On 16 February 2018 at 10:55, Borislav Petkov <bp@...en8.de> wrote:
> On Fri, Feb 16, 2018 at 10:41:45AM +0000, Ard Biesheuvel wrote:
>> On 15 February 2018 at 18:22, Joe Konno <joe.konno@...ux.intel.com> wrote:
>> > From: Joe Konno <joe.konno@...el.com>
>> >
>> > It was pointed out that normal, unprivileged users reading certain EFI
>> > variables (through efivarfs) can generate SMIs. Given these nodes are created
>> > with 0644 permissions, normal users could generate a lot of SMIs. By
>> > restricting permissions a bit (patch 1), we can make it harder for normal users
>> > to generate spurious SMIs.
>> >
>> > A normal user could generate lots of SMIs by reading the efivarfs in a trivial
>> > loop:
>> >
>> > ```
>> > while true; do
>> >     cat /sys/firmware/efi/evivars/* > /dev/null
>> > done
>> > ```
>> >
>> > Patch 1 in this series limits read and write permissions on efivarfs to the
>> > owner/superuser.

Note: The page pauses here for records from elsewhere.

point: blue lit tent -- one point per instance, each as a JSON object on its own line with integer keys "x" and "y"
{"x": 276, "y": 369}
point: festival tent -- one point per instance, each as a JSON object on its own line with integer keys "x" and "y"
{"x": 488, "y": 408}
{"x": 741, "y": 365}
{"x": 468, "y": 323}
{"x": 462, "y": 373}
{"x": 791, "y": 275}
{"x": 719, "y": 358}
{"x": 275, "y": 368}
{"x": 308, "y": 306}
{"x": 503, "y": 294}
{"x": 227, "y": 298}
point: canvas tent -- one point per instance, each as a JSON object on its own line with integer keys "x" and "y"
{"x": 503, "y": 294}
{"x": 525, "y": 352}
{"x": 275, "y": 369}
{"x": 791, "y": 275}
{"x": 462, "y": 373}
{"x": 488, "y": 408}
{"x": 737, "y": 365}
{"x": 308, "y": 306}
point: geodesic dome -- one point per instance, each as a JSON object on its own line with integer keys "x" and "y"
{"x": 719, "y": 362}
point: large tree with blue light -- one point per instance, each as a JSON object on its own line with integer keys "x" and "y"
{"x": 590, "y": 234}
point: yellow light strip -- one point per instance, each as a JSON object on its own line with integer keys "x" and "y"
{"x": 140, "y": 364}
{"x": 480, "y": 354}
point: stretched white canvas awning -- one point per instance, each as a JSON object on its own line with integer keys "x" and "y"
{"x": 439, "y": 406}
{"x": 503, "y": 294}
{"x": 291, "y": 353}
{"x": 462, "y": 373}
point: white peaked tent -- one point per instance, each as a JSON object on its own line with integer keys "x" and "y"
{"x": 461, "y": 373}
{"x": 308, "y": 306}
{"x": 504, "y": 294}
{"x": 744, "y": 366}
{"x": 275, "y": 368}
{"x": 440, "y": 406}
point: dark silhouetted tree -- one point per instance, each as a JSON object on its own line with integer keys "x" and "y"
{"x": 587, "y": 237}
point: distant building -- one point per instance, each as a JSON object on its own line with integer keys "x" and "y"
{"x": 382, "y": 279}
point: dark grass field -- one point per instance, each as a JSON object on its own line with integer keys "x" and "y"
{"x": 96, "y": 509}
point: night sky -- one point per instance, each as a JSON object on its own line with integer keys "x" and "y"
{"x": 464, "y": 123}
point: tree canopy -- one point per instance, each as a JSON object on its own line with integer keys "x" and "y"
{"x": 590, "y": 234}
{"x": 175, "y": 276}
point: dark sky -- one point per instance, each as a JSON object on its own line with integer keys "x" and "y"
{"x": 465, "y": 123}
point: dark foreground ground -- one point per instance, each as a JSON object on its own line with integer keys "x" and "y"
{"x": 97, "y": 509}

Group and world cannot access.
>> >
>> > Patch 2 is for consistency and hygiene. If we restrict permissions for either
>> > efivarfs or efi/vars, the other interface should get the same treatment.
>> >
>>
>> I am inclined to apply this as a fix, but I will give the x86 guys a
>> chance to respond as well.
>
> That stinking pile EFI never ceases to amaze me...
>
> Just one question: by narrowing permissions this way, aren't you
> breaking some userspace which reads those?
>
> And if you do, then that's a no-no.
>
> Which then would mean that you'd have to come up with some caching
> scheme to protect the firmware from itself.
>
> Or we could simply admit that EFI is a piece of crap, kill it and
> start anew, this time much more conservatively and not add a whole OS
> underneath the actual OS.
>

By your own reasoning above, that's a no-no as well.

But thanks for your input. Anyone else got something constructive to contribute?